Récemment, une petite bombe a retenti dans le monde du droit. Pour la première fois, un tribunal invoquait le « droit à l’oubli » pour contraindre Google à supprimer certains liens de ses résultats de recherche.

Et bien évidemment, tous les auteurs juridiques se sont félicités de cette merveilleuse avancée dans la protection des personnes face au monstre vorace qu’est Internet.

Tous, sauf un.

Votre serviteur s’est insurgé contre cette poudre aux yeux. En effet, ces mesures ne servent à rien.

 

Pire, elles ont l’effet inverse de celui escompté.

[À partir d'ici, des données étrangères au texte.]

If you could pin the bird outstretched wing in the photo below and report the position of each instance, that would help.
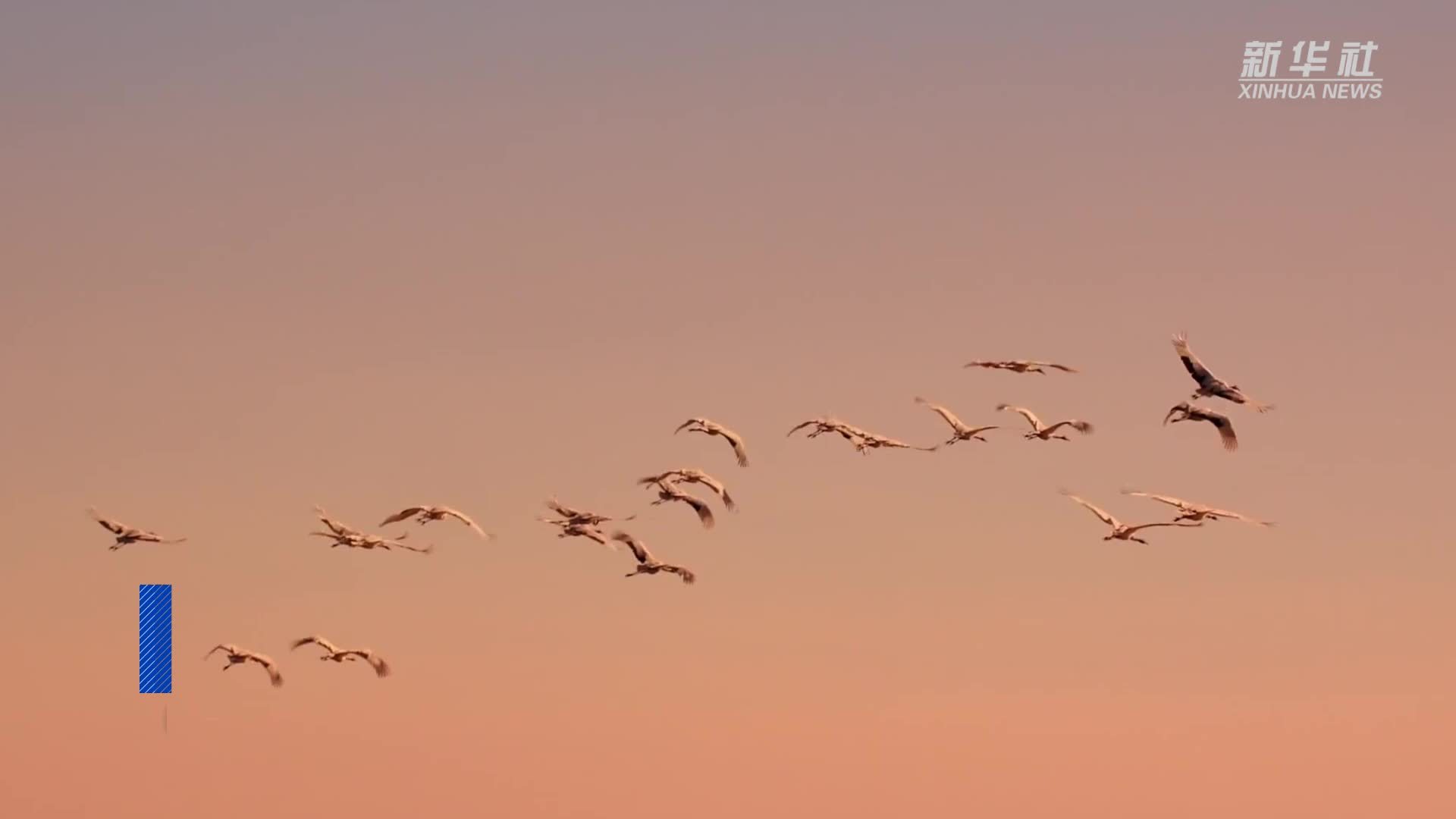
(402, 515)
(1103, 515)
(1031, 417)
(318, 640)
(944, 413)
(1169, 500)
(465, 519)
(109, 525)
(1191, 362)
(638, 550)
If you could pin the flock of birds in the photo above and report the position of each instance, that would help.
(669, 487)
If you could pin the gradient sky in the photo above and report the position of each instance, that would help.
(262, 256)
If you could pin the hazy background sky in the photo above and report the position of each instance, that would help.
(262, 256)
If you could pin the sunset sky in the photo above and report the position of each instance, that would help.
(264, 256)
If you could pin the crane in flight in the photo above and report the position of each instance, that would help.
(1122, 531)
(693, 477)
(1046, 431)
(332, 651)
(715, 428)
(669, 491)
(648, 564)
(1021, 366)
(237, 656)
(428, 513)
(960, 428)
(1190, 413)
(1210, 385)
(128, 534)
(1188, 510)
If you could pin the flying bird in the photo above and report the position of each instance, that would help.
(1021, 366)
(715, 428)
(570, 529)
(693, 477)
(580, 516)
(862, 439)
(1122, 531)
(237, 656)
(1188, 510)
(427, 513)
(648, 564)
(669, 491)
(830, 426)
(1188, 413)
(881, 442)
(332, 651)
(1210, 385)
(962, 430)
(1044, 431)
(130, 534)
(338, 529)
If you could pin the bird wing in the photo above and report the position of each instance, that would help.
(638, 550)
(1031, 417)
(1191, 362)
(109, 525)
(1237, 516)
(800, 426)
(465, 519)
(561, 509)
(338, 528)
(593, 535)
(1231, 442)
(402, 515)
(268, 665)
(369, 656)
(705, 512)
(1079, 426)
(949, 417)
(381, 667)
(714, 484)
(322, 643)
(1169, 500)
(736, 441)
(1181, 525)
(1103, 515)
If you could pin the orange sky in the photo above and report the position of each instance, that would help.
(478, 254)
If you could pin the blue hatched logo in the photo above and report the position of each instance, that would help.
(155, 639)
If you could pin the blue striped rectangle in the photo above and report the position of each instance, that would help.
(155, 639)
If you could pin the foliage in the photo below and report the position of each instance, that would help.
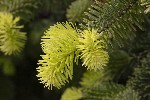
(110, 38)
(128, 94)
(59, 45)
(12, 40)
(117, 19)
(72, 94)
(147, 4)
(76, 10)
(141, 78)
(23, 8)
(93, 50)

Petit exemple pour appuyer mon propos : une recherche sous Google avec les termes « laetitia swallows » ne devrait vous donner quasiment aucun résultat ( enfin, si, les articles que moi et mes confrères avons écris sur le sujet ). Google a été obligé, en mars 2011,  de supprimer tous les résultats pointant vers le film à caractère pornographique en question. Pour quel résultat un an plus tard ? Je vous laisse constater par vous-même.

 

Aller en justice pour faire valoir votre droit à l’oubli est inopérant, voir néfaste. Il est quasiment impossible de rattraper une vidéo diffusée sur le Web, c’est pour cela qu’il faut éduquer nos jeunes, leur apprendre à faire les bons choix dans ce qu’ils diffusent.  La CNIL a de bonnes idées sur ce sujet. Les tribunaux, non.